Assim, Mauro Cid se tornou uma peça central no processo por tentativa de golpe de Estado contra Bolsonaro e outros ex-integrantes do seu governo, sendo três generais do Exército — Augusto Heleno (ex-ministro do Gabinete de Segurança Institucional), Paulo Sérgio Nogueira (ex-ministro da Defesa) e Braga Netto (ex-ministro da Casa Civil).
O próprio Cid é um dos oito réus acusados pela PGR de integrar o “núcleo crucial” que teria liberado a tentativa de ruptura democrática.
O acordo de colaboração veio depois de o militar ser preso em maio de 2023, após uma operação que investigava falsificação de cartões de vacinação de Bolsonaro, parentes e assessores. Quando sua delação foi homologada, ele foi solto.
Cid também é investigado por suposto envolvimento no desvio de joias sauditas que Bolsonaro ganhou quando era presidente.
O ex-presidente e outros réus no processo por tentativa de golpe de Estado negam as acusações e suas defesas questionam a credibilidade da delação de Cid.
Em março de 2024, o acordo esteve prestes a ruir. O militar foi preso novamente, desta vez por obstrução de Justiça e descumprimento de medidas cautelares.
O pano de fundo para essa nova prisão de Cid foi o vazamento de áudios, pela revista Veja, em que ele dizia estar sendo pressionado pela PF para delatar integrantes da trama golpista.
Naquele momento, ele foi interrogado pelo ministro do STF Alexandre de Moraes, mas ganhou o direito de seguir em liberdade, após se retratar.
Em novembro, mais uma vez a colaboração esteve em risco.
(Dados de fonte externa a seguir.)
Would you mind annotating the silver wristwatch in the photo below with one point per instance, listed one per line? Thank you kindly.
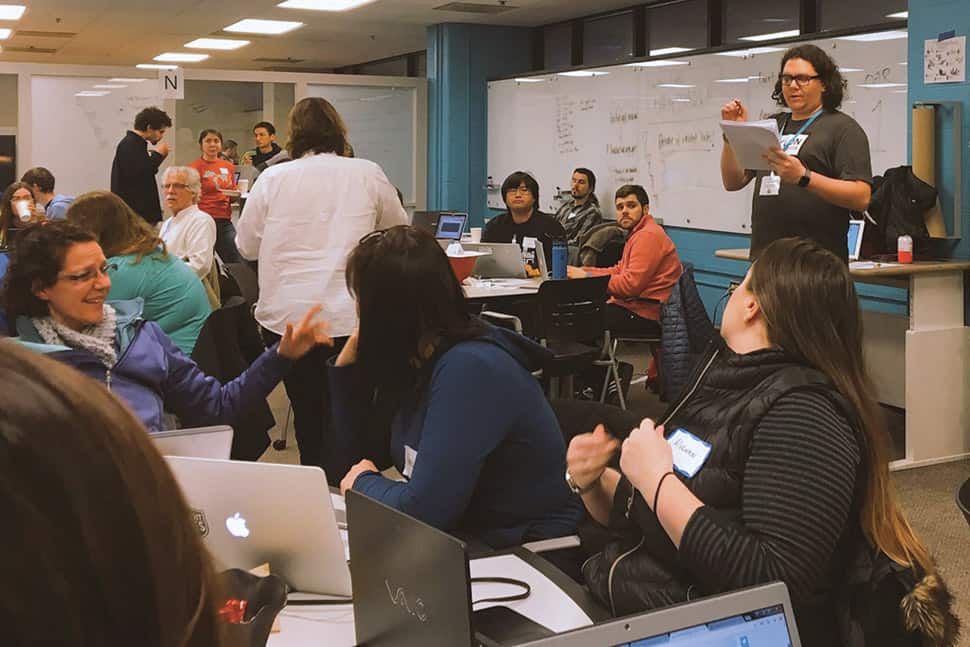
(576, 488)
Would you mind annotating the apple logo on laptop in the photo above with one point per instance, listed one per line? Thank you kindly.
(236, 525)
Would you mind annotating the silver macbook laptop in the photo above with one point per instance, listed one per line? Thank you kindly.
(198, 442)
(256, 513)
(856, 229)
(755, 617)
(504, 260)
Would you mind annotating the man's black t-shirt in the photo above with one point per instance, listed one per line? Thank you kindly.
(835, 146)
(541, 226)
(261, 157)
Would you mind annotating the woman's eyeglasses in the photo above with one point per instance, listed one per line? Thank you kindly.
(798, 79)
(89, 275)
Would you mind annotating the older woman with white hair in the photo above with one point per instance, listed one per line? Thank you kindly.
(189, 233)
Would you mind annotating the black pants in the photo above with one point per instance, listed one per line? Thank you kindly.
(620, 321)
(309, 393)
(226, 241)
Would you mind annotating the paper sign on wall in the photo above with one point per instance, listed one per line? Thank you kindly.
(171, 83)
(945, 61)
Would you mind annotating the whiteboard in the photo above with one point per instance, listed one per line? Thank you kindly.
(380, 126)
(75, 137)
(658, 125)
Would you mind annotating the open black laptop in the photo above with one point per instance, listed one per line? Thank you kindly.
(412, 586)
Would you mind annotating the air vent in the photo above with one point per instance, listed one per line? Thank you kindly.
(29, 50)
(475, 7)
(28, 33)
(265, 59)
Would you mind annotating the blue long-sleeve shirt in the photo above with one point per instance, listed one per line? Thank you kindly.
(480, 446)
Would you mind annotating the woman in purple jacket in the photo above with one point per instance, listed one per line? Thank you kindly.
(56, 286)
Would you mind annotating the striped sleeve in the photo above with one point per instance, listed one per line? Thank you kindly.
(796, 497)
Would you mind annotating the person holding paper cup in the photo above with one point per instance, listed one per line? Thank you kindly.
(819, 172)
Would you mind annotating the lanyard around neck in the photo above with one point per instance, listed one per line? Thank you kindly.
(804, 127)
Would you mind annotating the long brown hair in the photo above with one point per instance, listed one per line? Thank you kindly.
(316, 126)
(100, 547)
(811, 310)
(119, 230)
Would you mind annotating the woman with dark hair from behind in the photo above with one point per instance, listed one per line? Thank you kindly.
(300, 221)
(100, 545)
(141, 268)
(472, 431)
(820, 173)
(791, 477)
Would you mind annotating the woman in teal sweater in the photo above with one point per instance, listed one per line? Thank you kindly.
(139, 266)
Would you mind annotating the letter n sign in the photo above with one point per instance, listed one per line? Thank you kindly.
(172, 83)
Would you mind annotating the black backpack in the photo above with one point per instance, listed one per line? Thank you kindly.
(899, 200)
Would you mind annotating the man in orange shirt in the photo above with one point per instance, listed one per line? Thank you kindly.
(647, 272)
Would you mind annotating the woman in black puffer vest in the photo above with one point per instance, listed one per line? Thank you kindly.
(771, 465)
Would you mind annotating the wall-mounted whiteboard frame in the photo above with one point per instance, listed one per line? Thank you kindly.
(26, 100)
(656, 124)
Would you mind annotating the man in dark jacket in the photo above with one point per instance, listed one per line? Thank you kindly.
(134, 167)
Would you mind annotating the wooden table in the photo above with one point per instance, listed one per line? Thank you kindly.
(936, 356)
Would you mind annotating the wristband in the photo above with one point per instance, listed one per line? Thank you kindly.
(656, 494)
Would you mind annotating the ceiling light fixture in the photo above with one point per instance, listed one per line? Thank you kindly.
(657, 63)
(11, 11)
(772, 36)
(877, 36)
(669, 50)
(266, 27)
(216, 43)
(180, 57)
(323, 5)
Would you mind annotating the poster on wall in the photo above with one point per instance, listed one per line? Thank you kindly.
(945, 61)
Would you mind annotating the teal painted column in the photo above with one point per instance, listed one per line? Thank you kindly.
(461, 60)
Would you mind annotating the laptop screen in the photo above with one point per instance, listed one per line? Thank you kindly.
(854, 238)
(450, 226)
(759, 628)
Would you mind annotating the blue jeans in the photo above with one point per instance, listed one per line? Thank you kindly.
(226, 241)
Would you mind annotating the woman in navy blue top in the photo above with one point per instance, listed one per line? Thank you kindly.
(471, 431)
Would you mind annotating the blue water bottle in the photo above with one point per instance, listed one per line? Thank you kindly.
(560, 254)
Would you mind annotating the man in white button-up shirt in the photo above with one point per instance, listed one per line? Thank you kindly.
(190, 233)
(300, 221)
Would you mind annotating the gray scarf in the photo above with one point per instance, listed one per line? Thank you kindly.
(98, 339)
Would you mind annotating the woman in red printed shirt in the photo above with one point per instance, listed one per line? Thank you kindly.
(217, 174)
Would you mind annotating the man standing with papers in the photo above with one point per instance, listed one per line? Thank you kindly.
(819, 172)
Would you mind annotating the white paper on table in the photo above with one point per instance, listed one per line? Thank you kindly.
(752, 139)
(548, 605)
(945, 61)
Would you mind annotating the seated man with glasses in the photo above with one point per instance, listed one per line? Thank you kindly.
(820, 172)
(189, 233)
(523, 223)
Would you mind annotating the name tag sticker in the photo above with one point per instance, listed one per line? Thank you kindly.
(770, 185)
(690, 452)
(791, 144)
(410, 458)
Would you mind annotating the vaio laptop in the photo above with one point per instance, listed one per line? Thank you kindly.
(755, 617)
(856, 229)
(256, 513)
(412, 586)
(504, 260)
(450, 226)
(198, 442)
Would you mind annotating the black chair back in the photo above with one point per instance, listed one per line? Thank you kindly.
(573, 310)
(219, 352)
(963, 500)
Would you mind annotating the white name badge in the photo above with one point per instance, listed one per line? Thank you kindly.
(770, 185)
(793, 143)
(410, 458)
(690, 452)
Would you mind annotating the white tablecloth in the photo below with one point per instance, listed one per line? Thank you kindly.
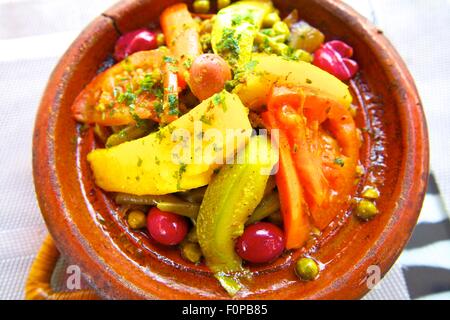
(35, 33)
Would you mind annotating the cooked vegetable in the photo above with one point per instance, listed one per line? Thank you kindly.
(371, 193)
(270, 19)
(180, 207)
(307, 269)
(156, 164)
(229, 200)
(257, 82)
(201, 6)
(146, 200)
(129, 133)
(366, 209)
(192, 235)
(286, 105)
(191, 251)
(334, 57)
(261, 242)
(131, 42)
(269, 204)
(234, 30)
(125, 93)
(325, 164)
(275, 44)
(102, 133)
(194, 196)
(223, 3)
(161, 39)
(171, 105)
(276, 218)
(136, 219)
(165, 227)
(182, 38)
(208, 75)
(305, 37)
(293, 207)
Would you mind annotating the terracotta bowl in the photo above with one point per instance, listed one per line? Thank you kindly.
(90, 231)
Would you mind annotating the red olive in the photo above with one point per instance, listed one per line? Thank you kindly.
(208, 75)
(166, 227)
(131, 42)
(261, 242)
(333, 57)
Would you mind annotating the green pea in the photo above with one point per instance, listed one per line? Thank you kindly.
(201, 6)
(136, 219)
(191, 251)
(270, 19)
(307, 269)
(366, 210)
(223, 3)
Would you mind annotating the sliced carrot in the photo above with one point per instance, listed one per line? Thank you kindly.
(293, 208)
(287, 104)
(111, 99)
(182, 38)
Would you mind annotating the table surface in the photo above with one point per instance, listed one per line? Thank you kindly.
(35, 33)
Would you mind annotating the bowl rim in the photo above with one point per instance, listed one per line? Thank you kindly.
(414, 174)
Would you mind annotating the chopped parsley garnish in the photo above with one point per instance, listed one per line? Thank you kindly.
(128, 97)
(229, 45)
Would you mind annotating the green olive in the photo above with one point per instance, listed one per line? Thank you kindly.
(191, 251)
(201, 6)
(270, 19)
(136, 219)
(223, 3)
(371, 193)
(366, 210)
(307, 269)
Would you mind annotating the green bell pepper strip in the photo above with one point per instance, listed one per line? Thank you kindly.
(268, 205)
(235, 28)
(229, 200)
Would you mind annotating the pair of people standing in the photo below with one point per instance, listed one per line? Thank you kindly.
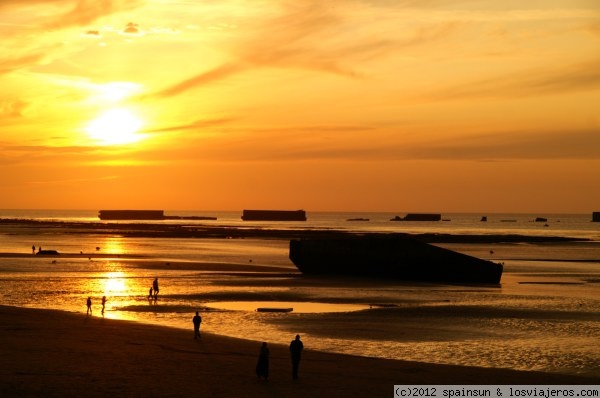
(262, 366)
(197, 320)
(153, 292)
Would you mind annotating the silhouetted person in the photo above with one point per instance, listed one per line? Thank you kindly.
(262, 366)
(155, 287)
(296, 348)
(89, 305)
(197, 320)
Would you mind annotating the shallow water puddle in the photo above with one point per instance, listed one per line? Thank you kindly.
(285, 306)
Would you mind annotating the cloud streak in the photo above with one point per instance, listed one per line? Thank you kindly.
(580, 77)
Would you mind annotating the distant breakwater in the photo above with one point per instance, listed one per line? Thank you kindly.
(183, 230)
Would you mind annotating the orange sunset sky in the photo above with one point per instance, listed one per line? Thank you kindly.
(350, 105)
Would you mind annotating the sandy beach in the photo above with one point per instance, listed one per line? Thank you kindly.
(53, 353)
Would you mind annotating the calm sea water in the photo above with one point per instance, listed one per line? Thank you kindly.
(544, 316)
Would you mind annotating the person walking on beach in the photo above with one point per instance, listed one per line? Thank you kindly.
(197, 320)
(89, 305)
(262, 366)
(296, 348)
(155, 287)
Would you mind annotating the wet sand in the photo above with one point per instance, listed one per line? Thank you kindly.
(52, 353)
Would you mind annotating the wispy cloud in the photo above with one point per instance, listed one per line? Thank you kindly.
(310, 35)
(85, 12)
(551, 80)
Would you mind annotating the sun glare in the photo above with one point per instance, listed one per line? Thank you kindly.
(117, 126)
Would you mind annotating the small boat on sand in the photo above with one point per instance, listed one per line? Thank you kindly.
(273, 309)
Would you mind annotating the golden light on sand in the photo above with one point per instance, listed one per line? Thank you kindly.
(117, 126)
(115, 283)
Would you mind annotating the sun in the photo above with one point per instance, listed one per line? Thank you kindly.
(117, 126)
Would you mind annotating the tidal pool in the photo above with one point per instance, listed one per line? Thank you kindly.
(284, 306)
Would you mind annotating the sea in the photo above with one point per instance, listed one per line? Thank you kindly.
(543, 316)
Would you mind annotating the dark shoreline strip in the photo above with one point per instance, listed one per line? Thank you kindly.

Isso ocorreu quando Cid foi convocado novamente a depor, depois que a PF entregou seu relatório apontando detalhes relevantes que o militar não havia mencionado durante a sua colaboração.
Em especial, o plano “Punhal Verde e Amarelo”, que visaria matar, no final de 2022, o então presidente eleito Luiz Inácio Lula da Silva (PT) e seu vice, Geraldo Alckmin (PSB), além do ministro Alexandre de Moraes.
Moraes então convocou novamente Mauro Cid a depor, dizendo que aquela era a “última chance” para que ele falasse a verdade e ameaçando prendê-lo novamente, caso ele omitisse os fatos.
Bolsonaro e os demais réus negam a existência do plano para matar Lula, Alckmin e Moraes, e dizem que Cid mentiu para evitar uma nova prisão.
O que dizem Cid e Machado sobre passaporte português
Mauro Cid esteve na sede da PF em Brasília na sexta-feira (13/6) para depor sobre as novas acusações. Ele deixou o local sem falar com a imprensa.
Segundo o jornal Folha de S.Paulo, Cid negou à PF intenção de fugir do país e explicou a ida de familiares (seus pais, esposa e filha) aos Estados Unidos no final de maio. A viagem foi vista pela PGR como mais um indício de que o delator estaria planejando deixar o país.
O militar afirmou que a viagem já estava programada, com passagem de volta comprada para o dia 20 de junho, segundo sua defesa contou ao jornal.
Antes do depoimento, ao portal UOL, Cid negou que tenha pedido para o ex-ministro de Bolsonaro conseguir um passaporte para ele e que apenas deu entrada em um pedido de cidadania portuguesa em janeiro de 2023.
Já Gilson Machado negou as acusações, ao falar com jornalistas na entrada do Instituto Médico Legal de Recife, onde foi realizar exame de corpo de delito, antes de sua prisão.
“Não matei, não trafiquei droga. Apenas pedi um passaporte para meu pai por telefone aqui no consulado português do Recife, no qual ele foi outro dia. Ele tem 85 anos”, disse a jornalistas.
Machado afirmou ainda que não foi pessoalmente ao consulado, pois foi seu irmão que acompanhou o pai.
“Não estive presente em nenhum consulado, nenhuma embaixada, nem de Portugal e nem qualquer outro lugar, nem no Brasil, nem fora do Brasil”.
“Eu acho que a justiça de Deus, ela tarda, mas não falha”, disse ainda ao ser questionado sobre sua prisão.